9y.o: “Mom, how many eggs can make an omelette?”
Me: “Well,-“
9: “-I mean, if eggs break, can you still use them?”
Me: …
9: Like, if they smashed all over a floor, could you still make them?”
Me: …
9: “Yeah, so…how do you clean eggs off a floor?”
Take your age, multiply it by 3, divide that number by 3. That’s how old you are.
Parenting is all about multitasking. Like trying to brush your teeth while you’re rock climbing.
Hey girl, did it hurt? Did it hurt when you had to use your fingernails to rip through the dense layers of sediment on your way up from Hell
Watching my kid pick his nose is disgusting. He wipes the boogers on his shirt instead of the closest cat like a normal person.
[First date]
Me: “So, what do you do?”
Date: “I’m a librarian.”
Me: “Oh, my bad.”
*Whispers for the entire rest of the date*
You’re 11. RT @pepsi: A Pepsi party means _____. #LiveForNow
Why aren’t the people in old timey photos ever smiling? Because they were in constant danger of getting eaten by dinosaurs. READ A BOOK.

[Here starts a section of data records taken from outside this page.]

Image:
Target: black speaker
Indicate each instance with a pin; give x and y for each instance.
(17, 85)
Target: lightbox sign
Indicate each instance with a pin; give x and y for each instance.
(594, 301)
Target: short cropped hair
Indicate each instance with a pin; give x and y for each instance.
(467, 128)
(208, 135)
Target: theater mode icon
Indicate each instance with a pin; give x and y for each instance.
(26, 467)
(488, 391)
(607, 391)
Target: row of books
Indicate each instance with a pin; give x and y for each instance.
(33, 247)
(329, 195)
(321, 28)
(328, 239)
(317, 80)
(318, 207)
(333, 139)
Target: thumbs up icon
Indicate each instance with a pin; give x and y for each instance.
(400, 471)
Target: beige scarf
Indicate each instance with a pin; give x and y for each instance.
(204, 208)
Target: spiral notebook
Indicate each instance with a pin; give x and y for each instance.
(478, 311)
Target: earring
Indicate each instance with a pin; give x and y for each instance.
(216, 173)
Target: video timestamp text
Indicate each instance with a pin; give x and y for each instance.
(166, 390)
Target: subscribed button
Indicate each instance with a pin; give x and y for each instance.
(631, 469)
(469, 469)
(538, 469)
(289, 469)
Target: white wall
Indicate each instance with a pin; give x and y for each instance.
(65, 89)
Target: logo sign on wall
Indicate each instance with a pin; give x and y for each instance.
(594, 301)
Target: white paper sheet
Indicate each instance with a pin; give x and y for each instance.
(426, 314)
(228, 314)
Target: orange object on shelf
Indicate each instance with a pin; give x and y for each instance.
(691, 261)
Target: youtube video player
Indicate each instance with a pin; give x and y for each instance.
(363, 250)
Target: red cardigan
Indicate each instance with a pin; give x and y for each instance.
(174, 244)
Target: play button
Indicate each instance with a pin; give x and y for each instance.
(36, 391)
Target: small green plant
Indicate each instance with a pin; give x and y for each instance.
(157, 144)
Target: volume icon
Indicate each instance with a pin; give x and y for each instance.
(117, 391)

I drove by two different First Baptist churches today.
One of them is lying.
Asked 4 how pre school was and she said Jake did a bad thing and made Freya cry and when I asked 4 what Jake did she said she couldn’t remember and went to play with her Barbie and now I’m expected to just carry on my life not knowing what went down between Jake & Freya
NO MATTER HOW MANY ALIENS BIT SCULLY SHE STUCK TO HER GUNS LIKE “NO THESE ARE SCIENCE BITES”. KINDA GOTTA RESPECT THAT.

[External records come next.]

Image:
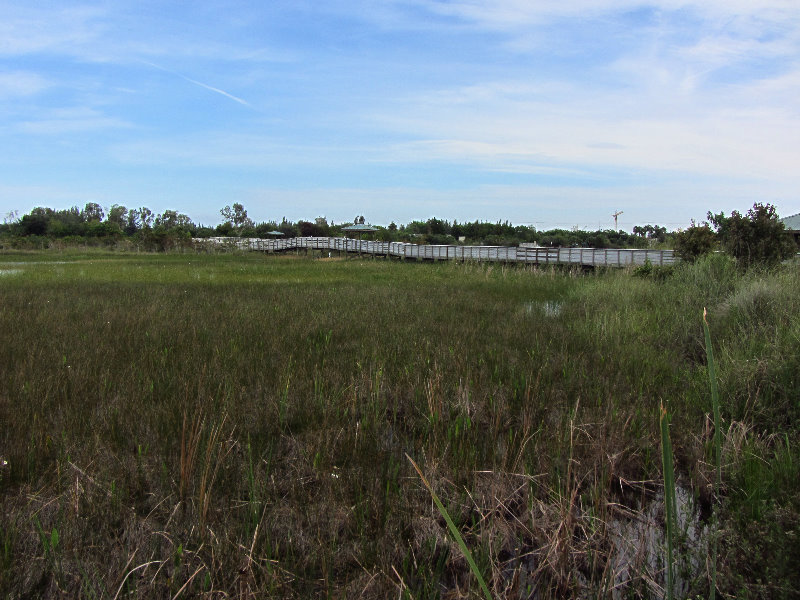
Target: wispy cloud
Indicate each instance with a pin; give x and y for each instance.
(21, 83)
(199, 83)
(70, 120)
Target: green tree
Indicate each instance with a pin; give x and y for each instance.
(758, 237)
(694, 242)
(237, 215)
(92, 212)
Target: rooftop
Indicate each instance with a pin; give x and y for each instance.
(792, 223)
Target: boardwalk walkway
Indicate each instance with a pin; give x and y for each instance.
(593, 257)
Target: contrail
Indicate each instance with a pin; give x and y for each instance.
(199, 83)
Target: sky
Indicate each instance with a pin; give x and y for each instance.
(550, 114)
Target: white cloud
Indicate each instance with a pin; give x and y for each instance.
(70, 120)
(21, 83)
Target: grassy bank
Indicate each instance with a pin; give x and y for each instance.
(237, 425)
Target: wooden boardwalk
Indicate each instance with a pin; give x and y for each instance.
(590, 257)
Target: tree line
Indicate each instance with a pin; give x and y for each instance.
(94, 225)
(755, 237)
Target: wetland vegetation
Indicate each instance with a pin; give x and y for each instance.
(237, 425)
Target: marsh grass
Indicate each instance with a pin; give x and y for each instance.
(238, 424)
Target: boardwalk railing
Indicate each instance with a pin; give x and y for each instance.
(576, 256)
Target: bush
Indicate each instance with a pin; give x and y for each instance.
(758, 237)
(695, 242)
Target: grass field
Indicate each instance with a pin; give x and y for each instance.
(237, 426)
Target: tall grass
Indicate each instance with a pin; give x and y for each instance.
(211, 424)
(712, 378)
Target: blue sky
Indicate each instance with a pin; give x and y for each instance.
(554, 114)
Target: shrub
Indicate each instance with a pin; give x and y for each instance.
(758, 237)
(695, 242)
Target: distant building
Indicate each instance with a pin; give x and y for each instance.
(792, 225)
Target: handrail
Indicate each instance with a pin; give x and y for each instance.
(609, 257)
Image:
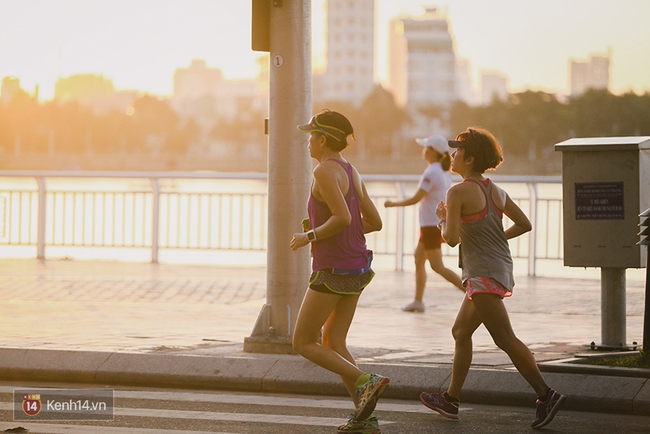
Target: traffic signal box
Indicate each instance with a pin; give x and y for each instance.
(605, 186)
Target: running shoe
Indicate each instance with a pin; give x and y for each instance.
(438, 402)
(368, 426)
(546, 410)
(368, 394)
(414, 306)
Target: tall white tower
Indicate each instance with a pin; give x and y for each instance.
(589, 74)
(350, 74)
(423, 62)
(423, 70)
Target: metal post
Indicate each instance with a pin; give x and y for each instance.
(399, 245)
(42, 214)
(646, 311)
(155, 219)
(613, 307)
(289, 174)
(532, 243)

when my daughter asks me how much more dinner she needs to eat to get dessert i like to answer in abstract quantities like ‘the average weight of joy’ or ‘seven sunsets’ to teach her that life often doesn’t make sense and also quit sassing me and eat your peas, kid.
[me as a ninja]
[a smoke ball is thrown in a park]
[when the smoke clears, all of the dogs in the park have stealthily been petted]
I wonder if serial killers ever leave their knives on the edge of the sink in case they may want to commit two murders.
Got a lifetime ban from Target for spending less than $20
I made my will yesterday and had to make my lawyer the beneficiary because my estate will just about cover his bill
got bored and went to Home Depot wearing an orange apron to see how good i am at making up answers to peoples home repair questions
Wife: Did you pick up the book I asked you to get?
Me: Yes
Wife: Where did you go?
Me: Narnes & Boble
Wife: Did you say Barnes & Noble?
Me: Maybe
In WWII soldiers left burlesque magazines around so if an enemy found it he’d yell “HOt DOG” then howl like a wolf & give away his position
Mud season creeps up on us every year, destroying hearts and minds as well as light grey carpeting.